Wednesday, September 27, 2006

 

Consultant Damns With Faint Praise

The region got a nice “attaboy” from a consultant on its efforts to develop land around Pittsburgh International Airport. The adjoining counties of Allegheny, Beaver, and Washington worked together to form a partnership to attract development, something that the consultant suggested in 2002.
Great work, but here’s the catch. “The Pittsburgh area still lacks a beltway system common in other cities and must further upgrade its freeway system” since “we live in a country where people depend on automobiles and trucks to get to and from and to get their goods to and from, and the reality of it is air cargo is 2 to 3 percent of total freight movement. Your solution to transportation issues is on the ground. It's not in the air.”
Wonderful. That must have deflated the hopes of the boosters in the room. The state and the region pump millions of dollars in infrastructure work around the airport, and the roads getting people and goods there are inadequate.
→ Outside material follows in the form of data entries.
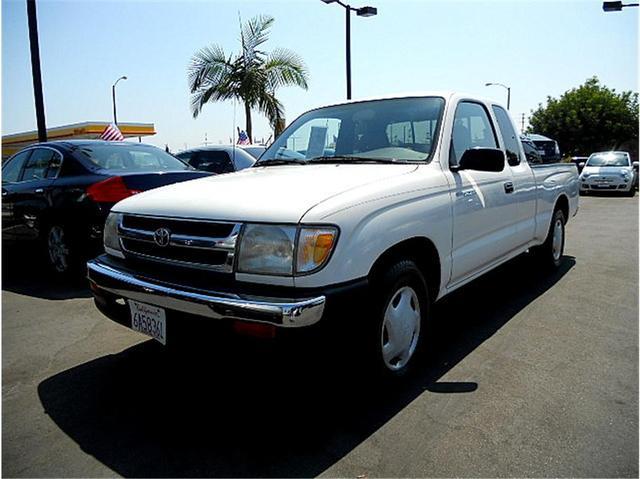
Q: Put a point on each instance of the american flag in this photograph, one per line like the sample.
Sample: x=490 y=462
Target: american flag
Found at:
x=243 y=138
x=112 y=133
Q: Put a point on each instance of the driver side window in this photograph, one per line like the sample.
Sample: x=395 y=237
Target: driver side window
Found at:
x=472 y=128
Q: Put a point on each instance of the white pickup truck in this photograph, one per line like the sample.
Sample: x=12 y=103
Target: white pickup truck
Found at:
x=360 y=214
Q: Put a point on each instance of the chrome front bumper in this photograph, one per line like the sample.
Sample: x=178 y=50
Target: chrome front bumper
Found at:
x=610 y=183
x=207 y=304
The state is in the midst of what is characterized as a transportation crisis with bridges unsafe and some collapsing. Build a beltway? We doubt the consultant or any of the public and civic leadership will be here by the time the region gets a beltway. An interstate designation for the route to the airport and $45 million in improvements won’t do it.
So let’s suppose we take the consultant’s suggestions to heart and lobby for highway improvements and get them. What happens if the promised development does not materialize? Then what obstacle will we need to eliminate?